Do ponto de vista técnico, os caminhos pavimentados com pedras remontam à Antiguidade, e Portugal herdou muitas estradas revestidas a pedra no período romano, herança a que os árabes deram continuidade utilizando pedras mais pequenas, organizadas de forma estruturada, de acordo com as suas funções. A essa técnica não está subjacente, na maioria dos casos, qualquer dimensão decorativa, mas apenas utilitária, pelo que, em português, ao conjunto das pedras assim colocadas, justapostas, e às ruas assim empedradas generalizou-se designar por calçada. A técnica de assentamento deste tipo de calçada funcional aproxima-se da utilizada na calçada artística portuguesa à qual se juntou a decoração herdada do mosaico.

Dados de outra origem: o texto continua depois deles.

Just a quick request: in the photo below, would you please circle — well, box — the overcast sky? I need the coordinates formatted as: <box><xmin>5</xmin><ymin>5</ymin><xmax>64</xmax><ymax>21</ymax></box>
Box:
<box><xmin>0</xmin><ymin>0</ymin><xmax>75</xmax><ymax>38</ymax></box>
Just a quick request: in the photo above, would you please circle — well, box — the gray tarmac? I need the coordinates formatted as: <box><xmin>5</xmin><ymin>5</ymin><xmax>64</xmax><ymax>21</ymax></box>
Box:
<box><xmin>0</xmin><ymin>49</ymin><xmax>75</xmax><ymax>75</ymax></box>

Na Lisboa da primeira metade do século XIX, que se mantem uma cidade-estaleiro, com os escombros de muitos edifícios destruídos pelo terramoto de 1755 a pontuar ainda a paisagem urbana, vai surgir uma nova solução artística e técnica de pavimentação.

A noção de praça, da cidade burguesa renascida, impunha-se também por contraponto ao tradicional largo, e nela passava agora a nova vivência social, de uma sociedade que timidamente abandonava hábitos ancestrais de reclusão feminina, para permitir que as famílias de bens vissem e se dessem a ver. A fisionomia de Lisboa, durante esta primeira metade de Oitocentos, vai conhecer o início de uma transformação de tal maneira profunda que a cidade não voltaria a ser a mesma.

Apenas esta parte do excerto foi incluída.